Sooner or later, every storage system needs a notification mechanism: some clients want to know when certain elements of the storage system are modified. For example, databases have triggers. Design and implement a notification mechanism for RAMCloud:
- The notification system could be either inside or outside RAMCloud. One possibility is to implement a general-purpose notification system, of which RAMCloud is simply a client.
- The notification system needs to be consistent with RAMCloud's goals of large-scale and low latency.
- Before doing this project, it's probably worth looking at the notification system we developed for Fiz.
Storing all data in memory is expensive, but storing some on flash and disk raises a ton of questions.
- Is it possible to serve data from disk without impacting the performance of data served from memory? I.e., how much hardware needs to be dedicated to the disk-based objects (disks? CPUs?)
- What's the latency you can expect out of disk/flash when the system is under load? How quickly do applications lose all benefit of having any objects in memory?
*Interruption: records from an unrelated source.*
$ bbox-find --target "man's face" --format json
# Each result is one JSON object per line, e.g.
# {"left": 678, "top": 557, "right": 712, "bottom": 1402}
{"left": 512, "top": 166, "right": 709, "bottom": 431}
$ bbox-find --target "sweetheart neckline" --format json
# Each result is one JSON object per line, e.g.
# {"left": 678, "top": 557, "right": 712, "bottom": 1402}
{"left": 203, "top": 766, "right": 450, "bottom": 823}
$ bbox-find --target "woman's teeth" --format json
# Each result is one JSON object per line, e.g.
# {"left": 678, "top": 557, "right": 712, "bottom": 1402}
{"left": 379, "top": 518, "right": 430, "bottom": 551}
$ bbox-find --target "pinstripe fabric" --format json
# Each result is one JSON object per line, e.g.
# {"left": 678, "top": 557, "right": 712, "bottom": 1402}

- Should metadata for all objects be kept in memory, even the disk-based ones? In that case, how big does an object have to be before there's any substantial savings from keeping it on disk?
- How does this compare to a volatile cache in front of a disk-based system?
- To what degree do you want both of these things in one system vs two independent systems? Perhaps with a client library that can interact with both.
- How would this change if the latency or IOPS of flash were different? (I assume disk will remain about the same over time.)
- Should the system manage which objects go where, the application, or some mixture?
- What are the characteristics of my application that would lead me to decide on a disk-based system vs a memory-based system vs a hybrid?